After training, model.predict(...) includes the root embedding:

predictions = model.predict(records)
transaction_embedding = predictions[j2v.Address("transaction")]["embedding"]

Use root embeddings for whole-record retrieval, clustering, anomaly detection, deduplication, or downstream models.

Array Embeddings

Set embed=True on an Array to emit a representation for a repeated context.

model = j2v.Model.from_schema(
    j2v.Category("customer_id", active=False, max_vocab_size=100_000),
    j2v.Array(
        j2v.Category("event_type", p_mask=0.15, max_vocab_size=128),
        j2v.Category("merchant", p_mask=0.15, max_vocab_size=4096),
        j2v.Number("amount", p_mask=0.15),
        name="events",
        max_length=64,
        embed=True,
    ),
    name="customer",
    d_model=128,
    n_layers=2,
    n_heads=4,
    embed=True,
)

This produces an embedding tree with at least two useful addresses:

predictions = model.predict(records)

customer_embedding = predictions[j2v.Address("customer")]["embedding"]
events_embedding = predictions[j2v.Address("customer", "events")]["embedding"]

Use array embeddings when the repeated behavior matters independently from the whole record, such as event streams, transactions, line items, sessions, or measurements.

Leaf Embeddings

Leaf fields can also request embeddings. This is useful when a field has local semantic meaning and you want a representation at that address.

model = j2v.Model.from_schema(
    j2v.Array(
        j2v.Entity("device_id", embed=True),
        j2v.Category("event_type", p_mask=0.10, max_vocab_size=128),
        name="login_sessions",
        max_length=32,
        embed=True,
    ),
    name="customer",
    d_model=64,
    n_layers=2,
    n_heads=4,
    embed=True,
)

Use Entity for local repeated-identity matching, such as whether the same device appears multiple times inside one observation. Use Category when the identifier should have a persistent vocabulary across training and prediction.

An Unsupervised Schema

This sketch has no label. The model learns by reconstructing masked values, which is often called self-supervised learning, and emits both root and array embeddings. The complete inline version below trains one tiny CPU batch from the bundled digit records.

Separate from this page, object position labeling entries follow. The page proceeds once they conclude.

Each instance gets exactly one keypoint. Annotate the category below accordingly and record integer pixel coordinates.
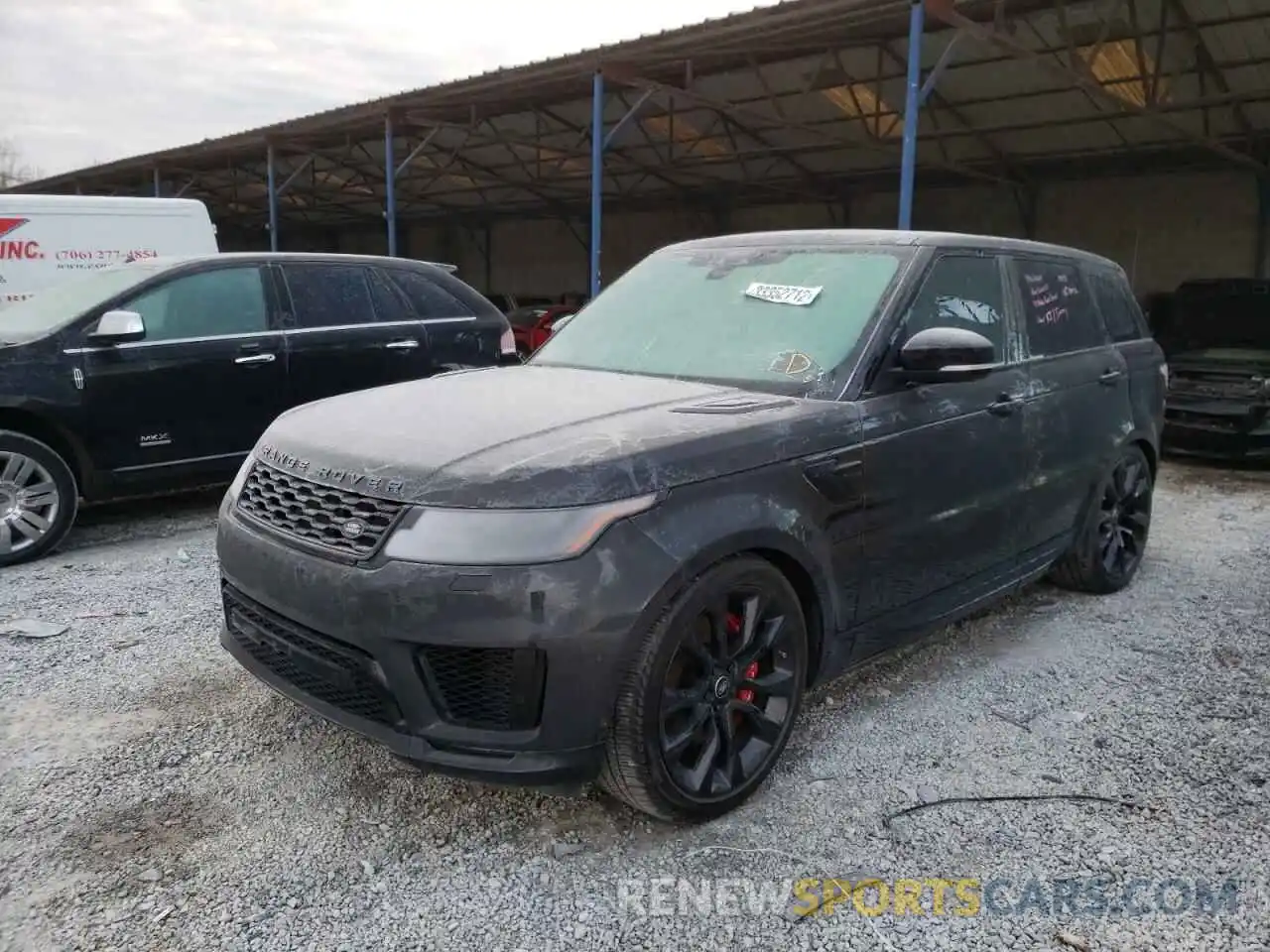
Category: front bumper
(1216, 429)
(504, 674)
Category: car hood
(543, 436)
(1232, 359)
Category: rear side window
(1119, 308)
(389, 302)
(429, 298)
(1060, 313)
(329, 295)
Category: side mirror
(118, 327)
(947, 354)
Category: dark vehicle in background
(162, 375)
(1216, 338)
(507, 303)
(749, 463)
(532, 325)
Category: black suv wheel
(39, 499)
(1109, 547)
(710, 699)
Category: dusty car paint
(889, 509)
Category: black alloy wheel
(1124, 517)
(39, 499)
(710, 703)
(1109, 551)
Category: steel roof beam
(945, 12)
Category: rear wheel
(710, 701)
(39, 499)
(1110, 546)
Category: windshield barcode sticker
(783, 294)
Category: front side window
(1060, 316)
(430, 299)
(53, 308)
(1119, 309)
(960, 291)
(329, 295)
(769, 317)
(222, 302)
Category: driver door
(202, 385)
(945, 463)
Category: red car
(532, 325)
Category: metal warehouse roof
(794, 102)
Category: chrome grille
(308, 511)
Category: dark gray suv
(748, 465)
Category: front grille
(492, 688)
(322, 667)
(308, 511)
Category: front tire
(1110, 544)
(711, 697)
(39, 499)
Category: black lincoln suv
(162, 375)
(748, 465)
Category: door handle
(1003, 405)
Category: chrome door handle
(1003, 405)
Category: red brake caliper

import lightning.pytorch as lit
import polars as pl
import torch

import json2vec as j2v

records = pl.read_ndjson("docs/data/digits.jsonl").head(24)

model = j2v.Model.from_schema(
    j2v.Array(
        j2v.Category("row", max_vocab_size=8),
        j2v.Category("column", max_vocab_size=8),
        j2v.Number("intensity", p_mask=0.15),
        name="pixels",
        max_length=64,
        embed=True,
    ),
    name="digit",
    d_model=24,
    n_layers=1,
    n_heads=4,
    batch_size=8,
    embed=True,
    optimizer=lambda module: torch.optim.AdamW(module.parameters(), lr=1e-2),
)

datamodule = j2v.PolarsDataModule(
    model=model,
    train=records,
    validate=records,
    num_workers=0,
    persistent_workers=False,
    pin_memory=False,
    observation_buffer_size=32,
    sample_rate=1.0,
)

trainer = lit.Trainer(
    accelerator="cpu",
    max_epochs=1,
    logger=False,
    enable_progress_bar=False,
    enable_checkpointing=False,
    enable_model_summary=False,
    limit_train_batches=1,
    limit_val_batches=1,
)

trainer.fit(model=model, datamodule=datamodule)
model
predictions = model.predict(records.to_dicts()[:2])

digit = predictions[j2v.Address("digit")]["embedding"]
pixels = predictions[j2v.Address("digit", "pixels")]["embedding"]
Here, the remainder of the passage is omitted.